Fall is here in Montana
Fall is a welcome assault on the senses. We see it, hear it and smell it. Most of us welcome it, a few shun it.
The days are shorter, though still warm with lots of sunshine; the nights cooler and longer, and sleeping is more pleasant with the windows open.
For those who hunt or wait for cooler water to fish again, this is the season. There are no others like it. From now until early December, it is a time to dial into our hunter-gatherer genetic code.
For those who garden, it’s the season to stock the larder, put up beans, can tomatoes, pickle cucumbers, bake then freeze zucchini bread. But in Montana, hunting and fall are synonymous.
Already there are stories in town of bull elk taken by archers, or retrievers bouncing through a coulee to bring back a pair of downed Hungarian partridge. Soon antelope season will be upon us, followed all too quickly by the deer and elk general rifle season.
Hunter-gatherer or not, right now, today, if it’s sunny, go outside and marvel at the striking blue of our big sky. Take in the warmth of the sun. Then store that knowledge for a January night.
Try to find a patch of yellow cottonwood leaves still on the tree, now in the minority soon to be part of a broader autumn palette. For anglers, catching a brook trout in fall spawning colors rivals a visit to any art museum.
Autumn, officially crashing the calendar Sept. 22, has sounds and smells as well as sights.
It’s the sound of antelope bucks galloping after each other, or some archer’s decoy, trying to run off the interloper who wants a dalliance with the buck’s harem.
It’s a bow hunter listening in the predawn gloom to a bull elk bugle and bugle to a crescendo before crashing off through the forest.
Later in the fall, it’s the martial thumping sound of a pheasant beating its wings in a desperate attempt to gain altitude and elude a predator.

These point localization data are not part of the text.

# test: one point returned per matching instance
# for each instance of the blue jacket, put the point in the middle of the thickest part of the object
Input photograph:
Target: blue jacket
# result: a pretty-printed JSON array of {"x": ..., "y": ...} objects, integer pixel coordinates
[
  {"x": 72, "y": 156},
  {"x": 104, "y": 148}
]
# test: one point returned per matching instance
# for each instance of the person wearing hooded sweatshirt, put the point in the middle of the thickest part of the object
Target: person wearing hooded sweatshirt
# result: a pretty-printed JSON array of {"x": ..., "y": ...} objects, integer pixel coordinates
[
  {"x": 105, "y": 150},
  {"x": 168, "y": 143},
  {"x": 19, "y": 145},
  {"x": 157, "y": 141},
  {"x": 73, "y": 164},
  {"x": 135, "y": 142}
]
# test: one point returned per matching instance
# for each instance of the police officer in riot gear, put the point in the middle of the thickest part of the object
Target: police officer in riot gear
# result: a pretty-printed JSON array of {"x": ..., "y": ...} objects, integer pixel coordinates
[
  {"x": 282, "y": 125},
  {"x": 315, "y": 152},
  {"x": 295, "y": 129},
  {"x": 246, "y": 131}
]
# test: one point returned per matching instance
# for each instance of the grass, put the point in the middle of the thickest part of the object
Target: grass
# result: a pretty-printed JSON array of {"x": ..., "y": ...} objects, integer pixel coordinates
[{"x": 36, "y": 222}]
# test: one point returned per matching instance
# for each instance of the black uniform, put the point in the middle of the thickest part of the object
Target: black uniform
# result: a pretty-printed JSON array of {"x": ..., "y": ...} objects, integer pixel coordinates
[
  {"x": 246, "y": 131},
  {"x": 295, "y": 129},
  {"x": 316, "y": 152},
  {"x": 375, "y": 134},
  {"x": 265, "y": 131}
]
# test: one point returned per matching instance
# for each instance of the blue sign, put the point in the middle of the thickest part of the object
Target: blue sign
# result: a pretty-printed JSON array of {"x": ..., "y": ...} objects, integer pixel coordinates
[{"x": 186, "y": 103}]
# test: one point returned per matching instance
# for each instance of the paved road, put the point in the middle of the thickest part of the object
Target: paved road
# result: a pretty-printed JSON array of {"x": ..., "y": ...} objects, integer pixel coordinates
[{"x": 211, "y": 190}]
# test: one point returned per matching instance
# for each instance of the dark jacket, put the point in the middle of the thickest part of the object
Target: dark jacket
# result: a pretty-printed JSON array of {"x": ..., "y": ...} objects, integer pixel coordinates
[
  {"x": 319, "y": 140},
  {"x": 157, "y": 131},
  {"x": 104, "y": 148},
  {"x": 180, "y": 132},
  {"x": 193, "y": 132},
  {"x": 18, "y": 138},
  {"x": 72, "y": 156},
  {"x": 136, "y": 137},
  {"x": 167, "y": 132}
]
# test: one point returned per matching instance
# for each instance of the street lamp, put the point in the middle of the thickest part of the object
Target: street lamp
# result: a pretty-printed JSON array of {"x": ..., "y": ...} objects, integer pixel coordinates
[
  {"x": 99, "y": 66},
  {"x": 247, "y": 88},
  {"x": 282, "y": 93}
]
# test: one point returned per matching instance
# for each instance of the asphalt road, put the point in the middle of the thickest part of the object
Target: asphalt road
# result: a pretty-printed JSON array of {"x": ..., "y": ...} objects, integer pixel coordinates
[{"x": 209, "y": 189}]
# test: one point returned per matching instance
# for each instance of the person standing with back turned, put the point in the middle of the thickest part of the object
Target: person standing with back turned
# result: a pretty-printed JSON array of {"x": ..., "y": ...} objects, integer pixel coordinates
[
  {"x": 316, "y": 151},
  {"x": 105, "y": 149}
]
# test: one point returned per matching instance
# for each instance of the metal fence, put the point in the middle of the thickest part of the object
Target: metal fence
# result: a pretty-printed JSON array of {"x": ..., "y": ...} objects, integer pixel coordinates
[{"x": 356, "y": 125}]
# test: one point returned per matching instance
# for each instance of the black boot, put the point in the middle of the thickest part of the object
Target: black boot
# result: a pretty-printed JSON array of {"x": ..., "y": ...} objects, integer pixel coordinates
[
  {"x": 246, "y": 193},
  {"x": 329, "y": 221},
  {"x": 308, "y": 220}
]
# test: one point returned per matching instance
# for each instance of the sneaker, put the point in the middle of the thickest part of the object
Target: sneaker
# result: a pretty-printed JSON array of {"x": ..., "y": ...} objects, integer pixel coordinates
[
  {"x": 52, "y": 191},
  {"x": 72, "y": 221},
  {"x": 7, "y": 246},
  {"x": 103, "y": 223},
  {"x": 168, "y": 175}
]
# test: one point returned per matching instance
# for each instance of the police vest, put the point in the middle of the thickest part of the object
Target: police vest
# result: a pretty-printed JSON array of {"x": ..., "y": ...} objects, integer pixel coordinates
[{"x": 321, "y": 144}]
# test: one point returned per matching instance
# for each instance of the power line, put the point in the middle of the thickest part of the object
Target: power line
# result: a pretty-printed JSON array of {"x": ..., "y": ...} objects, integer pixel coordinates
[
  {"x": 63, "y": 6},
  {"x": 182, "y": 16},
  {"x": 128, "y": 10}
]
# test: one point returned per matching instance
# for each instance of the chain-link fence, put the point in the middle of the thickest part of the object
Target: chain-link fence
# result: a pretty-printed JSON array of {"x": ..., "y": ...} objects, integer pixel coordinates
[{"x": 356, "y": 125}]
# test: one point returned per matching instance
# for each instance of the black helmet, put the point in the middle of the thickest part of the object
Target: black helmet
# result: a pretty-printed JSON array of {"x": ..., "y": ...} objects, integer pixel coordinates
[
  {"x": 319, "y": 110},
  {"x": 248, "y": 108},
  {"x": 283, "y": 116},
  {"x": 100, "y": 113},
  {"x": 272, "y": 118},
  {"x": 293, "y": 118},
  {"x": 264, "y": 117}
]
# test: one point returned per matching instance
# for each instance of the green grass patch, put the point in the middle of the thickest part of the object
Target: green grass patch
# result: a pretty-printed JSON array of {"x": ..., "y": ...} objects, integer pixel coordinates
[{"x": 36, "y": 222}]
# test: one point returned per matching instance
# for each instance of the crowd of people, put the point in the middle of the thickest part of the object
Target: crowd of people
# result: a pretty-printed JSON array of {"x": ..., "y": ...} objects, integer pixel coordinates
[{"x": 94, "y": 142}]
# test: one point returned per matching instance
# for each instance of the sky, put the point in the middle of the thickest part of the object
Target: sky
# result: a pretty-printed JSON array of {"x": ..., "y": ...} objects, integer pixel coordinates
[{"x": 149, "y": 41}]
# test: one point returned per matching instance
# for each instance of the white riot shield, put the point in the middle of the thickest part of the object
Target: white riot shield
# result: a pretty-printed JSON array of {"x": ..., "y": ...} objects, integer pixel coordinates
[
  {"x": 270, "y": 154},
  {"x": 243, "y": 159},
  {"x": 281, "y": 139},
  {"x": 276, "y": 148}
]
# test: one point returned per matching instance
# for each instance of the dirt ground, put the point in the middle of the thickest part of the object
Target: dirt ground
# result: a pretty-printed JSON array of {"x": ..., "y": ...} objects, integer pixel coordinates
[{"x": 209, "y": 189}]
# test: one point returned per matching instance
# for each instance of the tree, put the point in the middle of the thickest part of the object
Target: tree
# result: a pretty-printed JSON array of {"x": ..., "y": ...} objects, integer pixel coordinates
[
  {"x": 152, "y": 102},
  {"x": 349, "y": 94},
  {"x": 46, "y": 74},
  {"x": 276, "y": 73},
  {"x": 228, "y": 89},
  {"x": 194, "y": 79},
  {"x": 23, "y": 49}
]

Or it can be as simple as the rustling of leaves blowing across the driveway into the neighbor’s yard. That’s nice, let him worry about them. Know that feeling?
The smells of autumn can be as simple as gunpowder hanging in the air from a shotgun blast, or wood smoke curling from the chimney to a leaden sky as snowflakes dot the cabin roof. Or as complex as the odors that hit a bird dog in the nose.
Think you have a good sense of smell? Tell it to Fido. Scientists tell us dogs have about 300 million olfactory receptors in their nose, we have close to six million. And the portion of a dog’s brain that analyzes smells is proportionally 40 times bigger than ours.
Whatever your internal timepiece says, it’s time to get outside and enjoy this season before it too quickly turns to winter.
Bruce Auchly is the Montana Fish, Wildlife and Parks Region 4 information officer.